Comment: The SNP's 'secret Scotland' short-changes us all - even independence supporters
Last month, Holyrood published a deep-dive into the SNP’s relationship with media scrutiny and accountability – from refusing requests for interviews, blocking journalists from attending campaign launches, to knocking back freedom of information requests.
Titled ‘Secret Scotland’, we examined how the Scottish Government and the SNP, which are increasingly intertwined after 15 years of government, approach requests from Scottish voters on the government’s activities.

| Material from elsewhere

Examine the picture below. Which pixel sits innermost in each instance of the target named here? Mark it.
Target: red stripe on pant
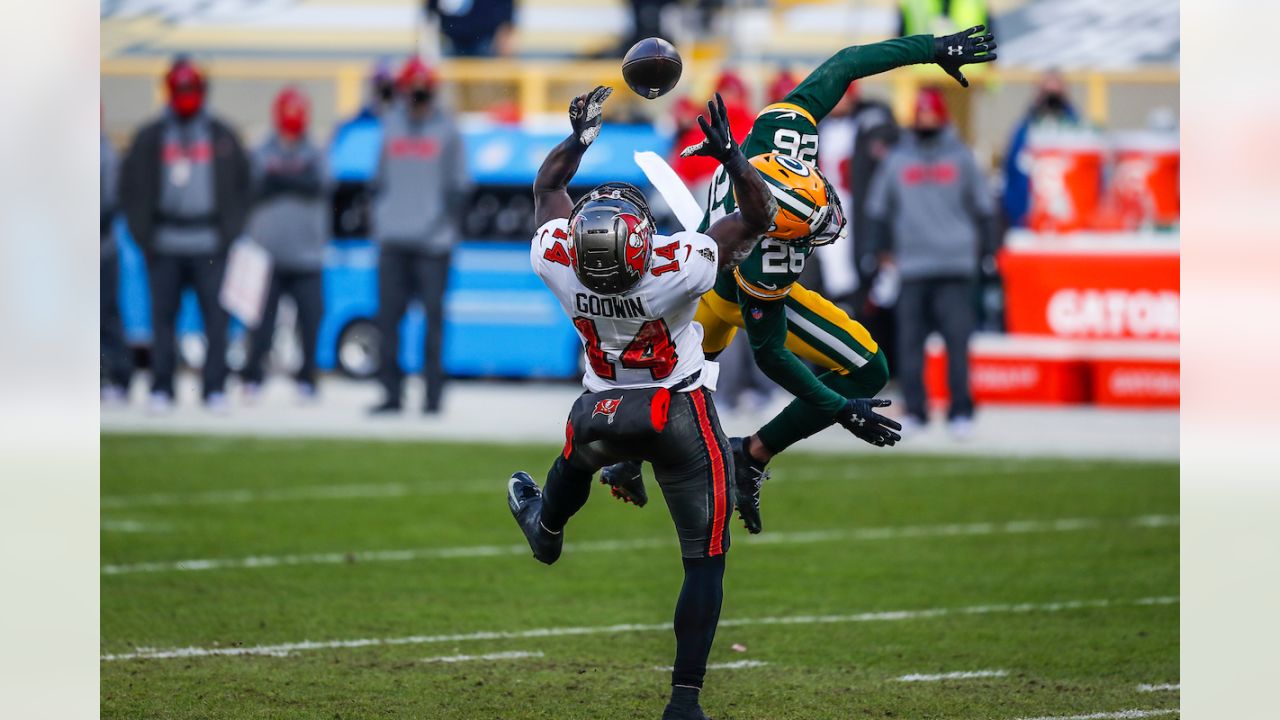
(718, 479)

In the aftermath, the usual polarised comments appeared on social media – of unionist accounts celebrating the SNP’s secretive nature with glee, and indy-supporters doing their best to explain away their chosen party’s approach to the “unionist media”.
But the argument against secrecy in government is nothing to do with whatever constitutional argument you wish to put forward, and everything to do with power and how it is managed in a democracy.
You have a right to know how your taxes are spent, what is done in your name, and more importantly the right to demand competence from ministers and other politicians – especially if you gave them your vote.
To that end, independence supporters would do well to remember the crux of their argument is that Holyrood, and the current government, should be the centre of an independent nation. Would it not favour the arguments for independence if that government was transparent, competent, and effective? The prize of an independent Scotland is not worth the cost of living under a secretive government.
The conclusion of the article, that the Scottish Government does everything it can to keep essential but potentially embarrassing information from Scottish voters, is somewhat irrefutable when their history with the media is examined.
Journalists from print media were not allowed to attend the SNP’s local election launched in Glasgow. The party didn’t bother to hold a spring conference. The media team responds to press enquiries with obfuscation and delay.
And now, to the surprise of absolutely no one in Scotland’s media corps, the Scottish Government has been rapped on the knuckles by the Scottish Information Commissioner (SIC) for blatantly contravening freedom of information laws.
Under freedom of information legislation, anyone can request information from the government about anything that is not already in the public domain, and which does not contravene certain exemption such as commercial sensitivity (most frequently used to deny FOIs about business ventures) and security.
But the Scottish Government has routinely failed to uphold this law.
The SIC recently published a progress report on the government’s handling of FOIs, the third such report since the commissioner intervened over its handling of requests in 2018 after the media raised concerns.
The commissioner reported “substantial problems in the Scottish Government’s ability to track, monitor and report on (and therefore improve) FOI performance”, and “evidence of significant delays and organisational ‘bottlenecks’ in some areas”.
The report reads: “I also found evidence of significant and systemic failures to comply with case file records management requirements with the effect that, for many of the cases examined, it was not possible to fully assess how a case had been handled, who had been involved in case handling, or why particular decisions were taken”.
Particular concerns were raised over the failure to record the involvement of ministerial aides, known as special advisers, in FOI cases.
In one example, an FOI request about the extremely controversial discharge of coronavirus patients from hospitals to care homes had taken eight months to answer because "the case sat with special advisers for at least three months".
Even the most ardent SNP supporters must bristle with fury that party officials delayed the release of such important information, and no doubt opposition parties will speculate as to the SNP’s intentions.
The report comes just a week after the Scottish Government belatedly found a ‘lost’ email in its records that went to the heart of the CalMac ferries fiasco.
The independence movement does have some cause to be wary of the media, that much needs to be acknowledged. Before The National was launched, the SNP was rarely given a fair hearing in Scotland’s print media, and indy-supporters’ opinion of the BBC is currently at an all-time low.
But demanding a competent government transcends constitutional arguments, and a government cannot be held to account in the dark. To that end, the press needs to no longer be treated as the enemy by the SNP and other indy groups.
To those wanting to put forth a case for an independent Scotland, who need more voters to come over to their side: show voters what you can do with the limited powers you have, and show them what an alternative to Westminster really looks like. Otherwise, a choice between Holyrood and Westminster isn’t really a choice at all.